High-dimensional Nonparametric Contextual Bandit Problem
Shogo Iwazaki, Junpei Komiyama, Masaaki Imaizumi
TL;DR
The paper tackles high-dimensional kernelized contextual bandits by leveraging a kernel ridgeless interpolation estimator within an explore-then-commit framework, enabling sublinear regret under spectral context conditions. It introduces two kernel classes (inner-product and RBF) with principled scaling by $1/d$ and derives bias-variance bounds for the interpolator, establishing no-regret when the effective dimension grows with the sample size. It also provides lenient-regret guarantees for non-vanishing generalization error and demonstrates superior empirical performance over kernel-UCB baselines and linear methods on simulations and the Avazu CTR dataset.

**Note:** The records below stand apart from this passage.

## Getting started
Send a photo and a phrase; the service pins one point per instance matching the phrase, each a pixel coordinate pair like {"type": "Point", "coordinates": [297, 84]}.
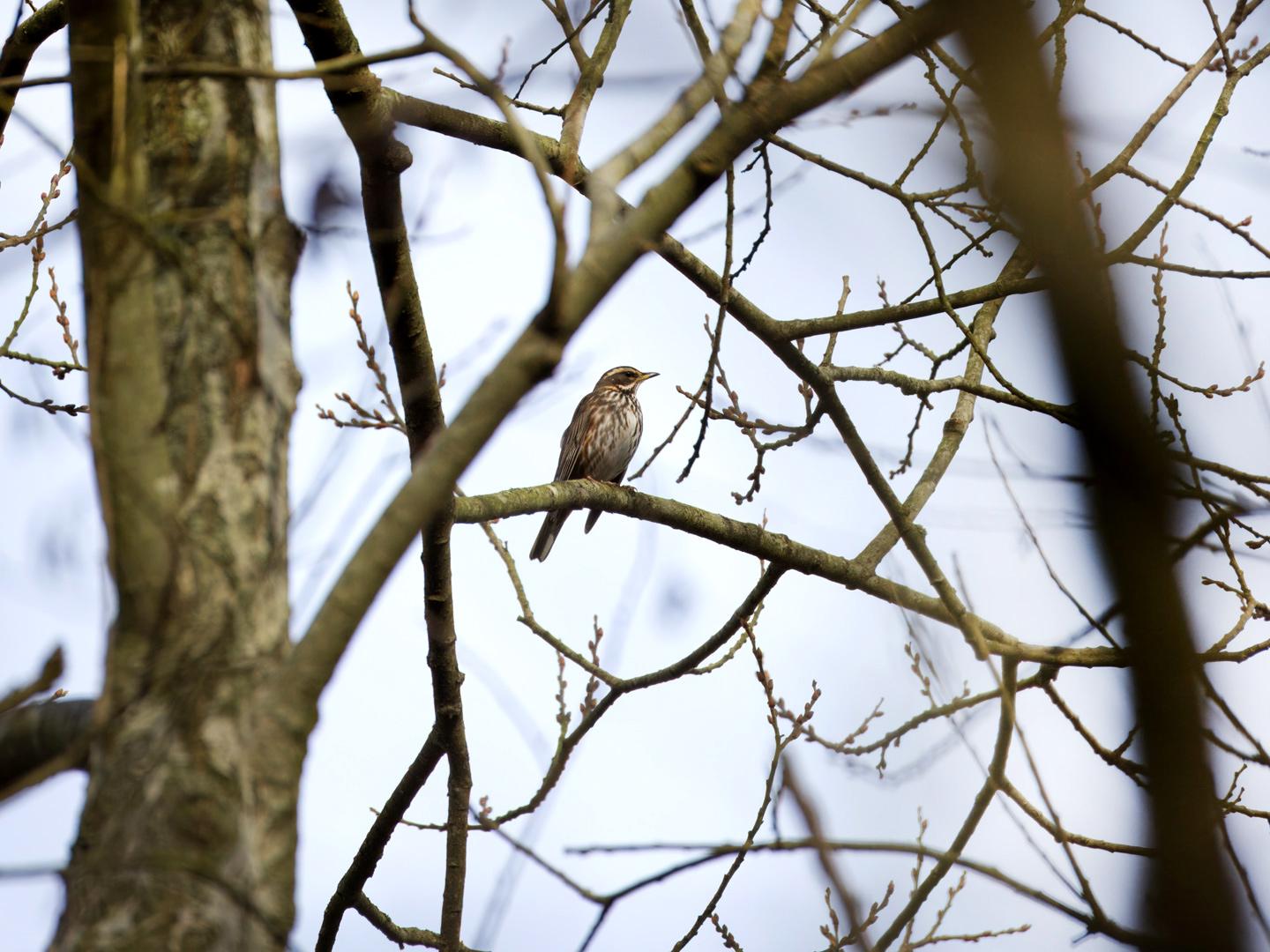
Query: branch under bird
{"type": "Point", "coordinates": [598, 443]}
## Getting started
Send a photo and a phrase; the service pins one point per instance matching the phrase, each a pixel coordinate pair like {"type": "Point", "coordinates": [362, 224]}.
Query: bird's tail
{"type": "Point", "coordinates": [548, 533]}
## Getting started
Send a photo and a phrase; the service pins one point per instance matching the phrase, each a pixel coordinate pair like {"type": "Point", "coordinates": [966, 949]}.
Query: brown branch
{"type": "Point", "coordinates": [1189, 895]}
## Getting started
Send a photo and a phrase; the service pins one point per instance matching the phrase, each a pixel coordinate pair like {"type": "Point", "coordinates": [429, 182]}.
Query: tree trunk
{"type": "Point", "coordinates": [187, 839]}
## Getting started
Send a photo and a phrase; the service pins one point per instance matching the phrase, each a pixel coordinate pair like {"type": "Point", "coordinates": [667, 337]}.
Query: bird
{"type": "Point", "coordinates": [598, 443]}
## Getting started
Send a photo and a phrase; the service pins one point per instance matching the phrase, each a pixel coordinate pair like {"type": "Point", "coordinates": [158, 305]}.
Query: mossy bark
{"type": "Point", "coordinates": [188, 833]}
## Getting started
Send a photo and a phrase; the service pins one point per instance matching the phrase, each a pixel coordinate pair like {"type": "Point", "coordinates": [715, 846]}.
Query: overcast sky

The work advances nonparametric, high-dimensional bandit learning by bridging kernel interpolation theory with decision-making, offering practical algorithms for nonlinear, high-dimensional contexts.
Abstract
We consider the kernelized contextual bandit problem with a large feature space. This problem involves $K$ arms, and the goal of the forecaster is to maximize the cumulative rewards through learning the relationship between the contexts and the rewards. It serves as a general framework for various decision-making scenarios, such as personalized online advertising and recommendation systems. Kernelized contextual bandits generalize the linear contextual bandit problem and offers a greater modeling flexibility. Existing methods, when applied to Gaussian kernels, yield a trivial bound of $O(T)$ when we consider $Ω(\log T)$ feature dimensions. To address this, we introduce stochastic assumptions on the context distribution and show that no-regret learning is achievable even when the number of dimensions grows up to the number of samples. Furthermore, we analyze lenient regret, which allows a per-round regret of at most $Δ> 0$. We derive the rate of lenient regret in terms of $Δ$.